There’s a simple way to hijack a locked-down computer running the Linux operating system. Thanks to the Grub2 bootloader flaw, pressing a certain key on the keyboard 28 times will let an intruder bypass the password.
The flaw is in GRUB, that bootloader that nearly all Linux distributions use to boot up. According to security researchers Hector Marco & Ismael Ripoll an “incalculable number of devices” are affected by this problem.
Once an attacker gets past the password, they’ll have full access to everything on the PC, just as if they were an admin. The attacker can also copy all of the data or install malware as well as destroy your data.

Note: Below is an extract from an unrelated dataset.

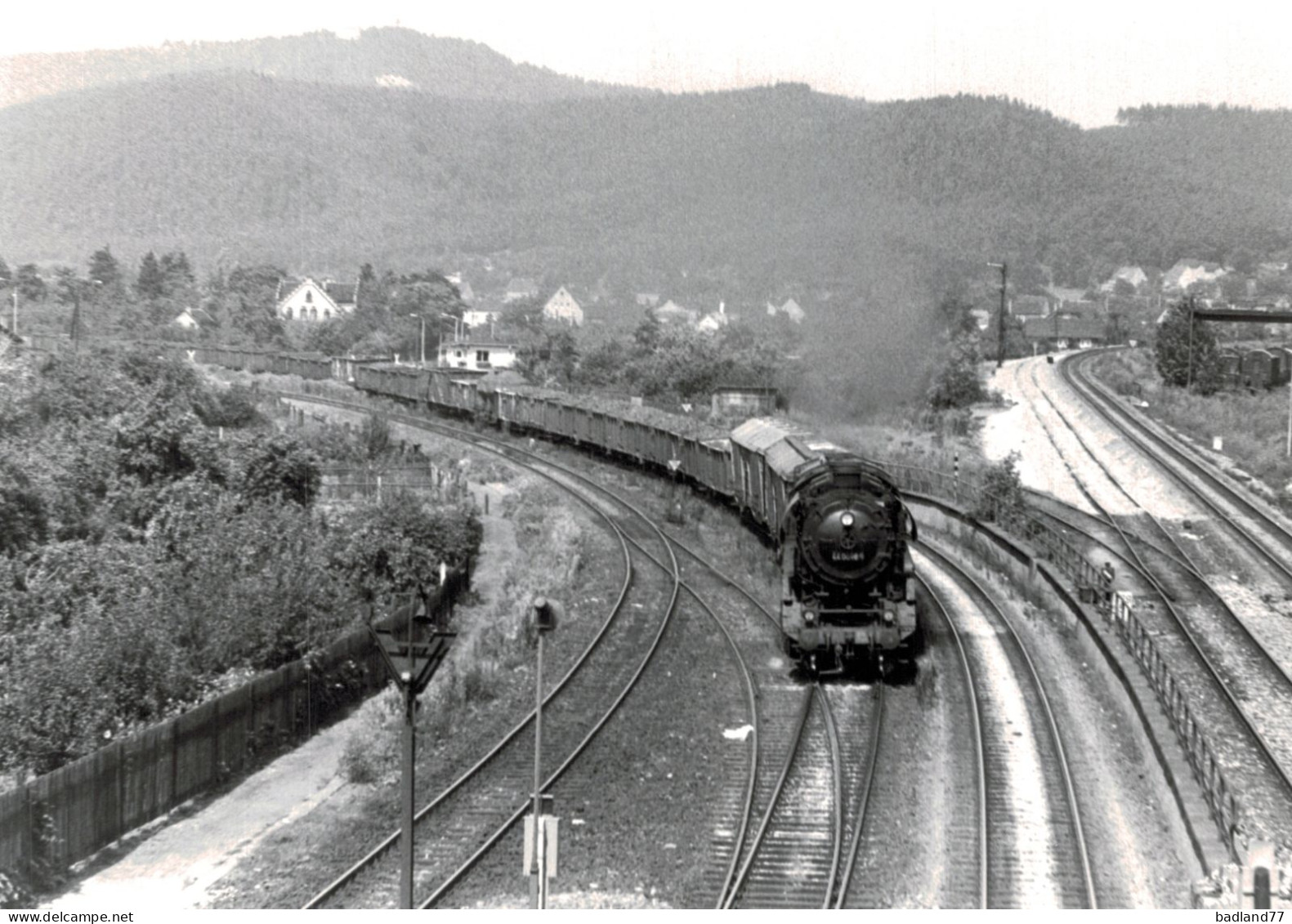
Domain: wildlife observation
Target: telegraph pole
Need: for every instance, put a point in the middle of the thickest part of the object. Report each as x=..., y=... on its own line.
x=1000, y=318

Using this flaw, the researchers were able to get into the rescue shell of Linux and deploy Malware.
An emergency patch is available here and individual Linux distributions will likely be coming out with patches of their own to solve the problem.
This probably isn’t a huge problem for home users. Linux-based systems like Ubuntu and Mint are found on only a little more than 1% of home systems. But Linux servers are very popular with businesses and, of course, that’s where the majority of your confidential information is stored.
Someone with bad intentions might easily be able to gain access to bank account, credit card or other important personal information if they can get into systems for banks and other businesses.
For many years it was thought that Linux computers were much safer than Windows machines. But like Macs, they were safer because not very many people were interested in hacking them. As their popularity rises, they become better targets.